Clinical History
A 29 year‐old male with limited health care interactions, previously diagnosed hypertension, and history of tobacco use presented following rapid onset nausea, dizziness, blurry vision, and tremors, resulting in a syncopal episode. At the initial formal assessment, physical examination revealed no specific abnormalities. Specifically, the neurologic examination demonstrated no focal deficits. Laboratory values were within normal limits, and toxicology studies were all negative. A CT scan of the brain revealed a 1.3 cm solitary, ring‐enhancing lesion in the right temporal‐parietal region, with associated vasogenic edema.
The patient subsequently underwent a craniotomy with attempt at gross total resection, yielding a discrete, 1.4 cm intact nodular tissue fragment. Concurrent infectious disease evaluations later reported negative results.
Microscopic Pathology
Histologic examination shows a nodular tissue fragment composed of an eosinophil‐rich infiltrate admixed with histiocytes (Figure 1a). The histiocytes are characterized by grooved, reniform nuclei (Figure 1b). Histiocytic elements show diffuse, intense nuclear and cytoplasmic reactivity for S‐100 protein (Figure 1c) and for CD1a (Figure 1d).
Figure 1.

Diagnosis
Intracerebral Langerhans cell histiocytosis.
Discussion
Langerhans cell histiocytosis (LCH) is a dendritic cell‐related disorder that is characterized by tumor and tumor‐like masses composed of histiocytes. Cranial lesions are typically accompanied by identical extracranial foci as well 8. Previously, LCH was referred to as histiocytosis X, a group of histiocytic disorder which occurred as a clinical spectrum, ranging from solitary eosinophilic granuloma of the skull, to skull base and hypothalamic involvement with resultant diabetes insipidus (Hand‐Schüller‐Christian disease), to disseminated disease involving skin, lymph nodes, visceral organs, and rarely, the central nervous system (Abt‐Lettterer‐Siwe disease) 8. Cranial tumors typically are typically extra‐axial lytic lesions; from an osseous center, such lesions may extend to involve the axial cerebral parenchyma. Discrete CNS intra‐axial lesions are rare 2, 3, 4, 7. A case of intracerebral LCH and concurrent Erdheim‐Chester disease, a non‐Langerhans cell histiocytosis, has also been described 5.

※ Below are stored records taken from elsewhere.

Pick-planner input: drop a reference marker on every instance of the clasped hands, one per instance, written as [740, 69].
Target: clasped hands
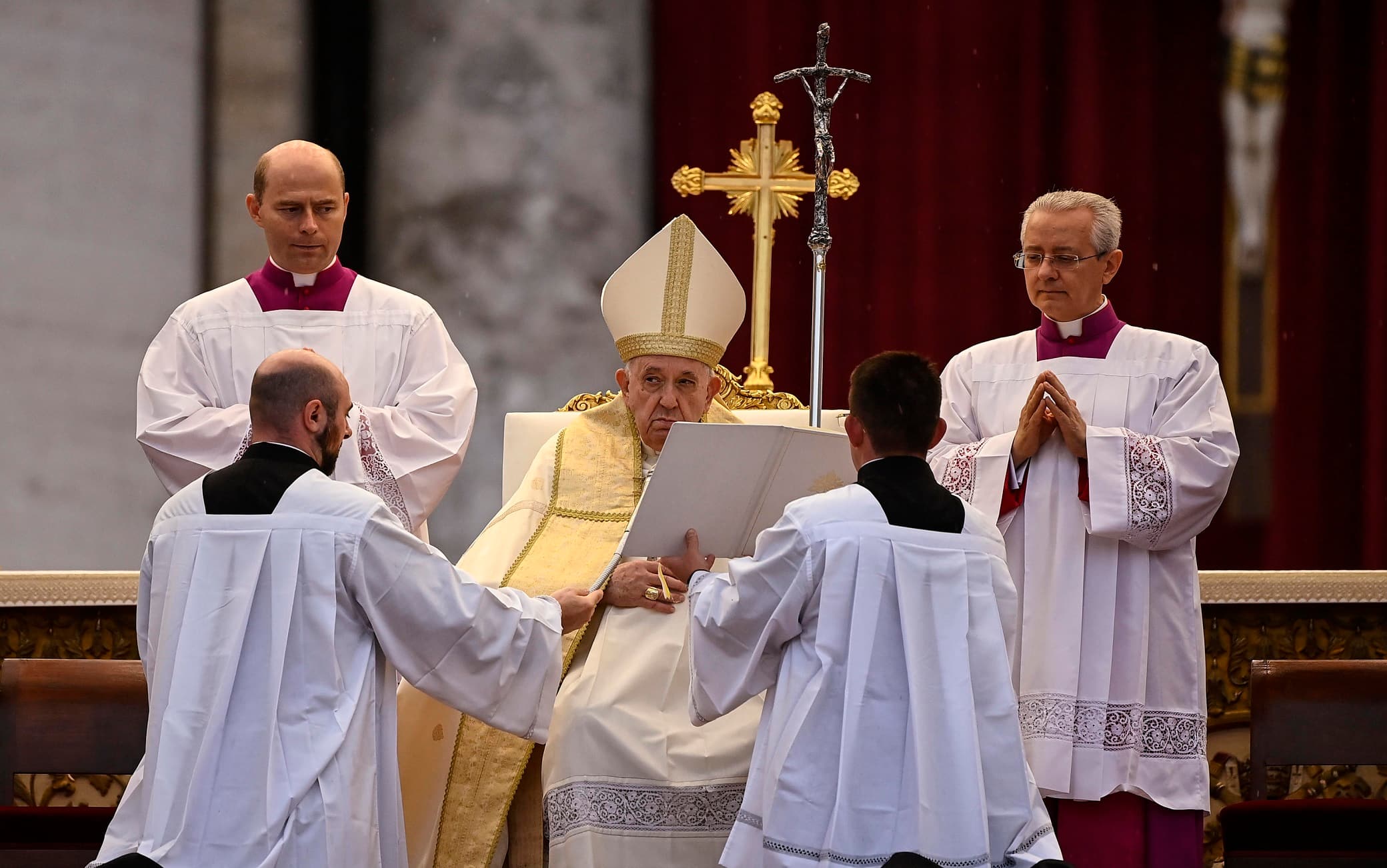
[630, 581]
[1049, 409]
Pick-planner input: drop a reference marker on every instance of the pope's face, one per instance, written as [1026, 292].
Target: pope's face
[301, 211]
[1064, 296]
[662, 390]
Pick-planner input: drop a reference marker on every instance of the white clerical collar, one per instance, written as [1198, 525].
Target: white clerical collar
[1074, 327]
[301, 279]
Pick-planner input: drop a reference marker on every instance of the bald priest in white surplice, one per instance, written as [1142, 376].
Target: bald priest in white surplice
[627, 779]
[415, 394]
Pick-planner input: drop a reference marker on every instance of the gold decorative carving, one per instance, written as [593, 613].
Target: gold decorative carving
[830, 481]
[1235, 634]
[68, 588]
[1293, 587]
[68, 631]
[68, 791]
[842, 183]
[688, 182]
[766, 182]
[766, 109]
[733, 395]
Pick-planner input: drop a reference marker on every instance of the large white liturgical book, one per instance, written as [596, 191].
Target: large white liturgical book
[732, 481]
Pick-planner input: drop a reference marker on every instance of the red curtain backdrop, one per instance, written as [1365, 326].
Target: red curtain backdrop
[974, 110]
[1330, 429]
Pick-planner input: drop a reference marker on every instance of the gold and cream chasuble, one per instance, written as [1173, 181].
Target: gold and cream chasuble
[627, 778]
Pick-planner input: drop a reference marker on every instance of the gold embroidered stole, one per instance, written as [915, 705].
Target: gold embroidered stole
[597, 481]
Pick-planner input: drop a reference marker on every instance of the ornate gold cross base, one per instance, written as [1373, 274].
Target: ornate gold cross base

LCH can be readily recognized on, or suggested by H&E examination, where a mixture of inflammatory cells is present; these include macrophages, lymphocytes, plasma cells, and Langerhans cells, characterized by slightly eccentric, ovoid, reniform or convoluted nuclei. Eosinophils may also be evident. The Langerhans cells should demonstrate reactivity for S‐100 protein. In order for a definitive diagnosis of LCH to be rendered, there must be either expression of CD1a, or demonstration of Birbeck granules by electron microscopy 8. Although the significance of atypica and mitotic activity is undetermined, a distinct clinical entity of malignant LCH, with cytologically malignant Langerhans cells, atypical organ involvement, and a male predominance, has been characterized 1.
The behavior of LCH is variable. Unifocal cases may spontaneously regress or require minimal intervention, such as surgery 6, 8. Multisystem disease may follow a more aggressive course, and be refractory to chemotherapy 8.
In this patient, following the diagnosis of LCH, additional body imaging revealed multiple pulmonary nodules, all measuring less than 5 mm in greatest dimension. No other sizable mass lesion, lymphadenopathy, or effusions were observed. These pulmonary findings, in consideration the intracerebral pathology, are clinically interpreted as also consistent with involvement by LCH, indicating multifocal disease.
Abstract
Langerhans cell histiocytosis (LCH), previously referred to as histiocytosis X, is a dendritic cell histiocytic tumor that demonstrates a variable spectrum of organ involvement. Clinical syndromes within this entity include eosinophilic granuloma, Hand‐Schuller‐Christian disease, Abt‐Letterer‐Siwe Disease, and Hashimoto‐Pritzker disease. Currently, it is classified on the basis of extent, such as unifocal, multifocal, or disseminated disease. LCH typically occurs in childhood and adolescence as solitary osteolytic lesions. When involving the central nervous system, it is usually either a result of extra‐axial extension from skull vault epicenters, or is restricted to the hypothalamic‐pituitary axis. Discrete intraparenchymal, intra‐axial CNS lesions are rare. This report presents a case of an intra‐axial LCH in a 29 year‐old male who, following this diagnosis, was found to have multiple pulmonary lesions on imaging, attributed to the same disease process.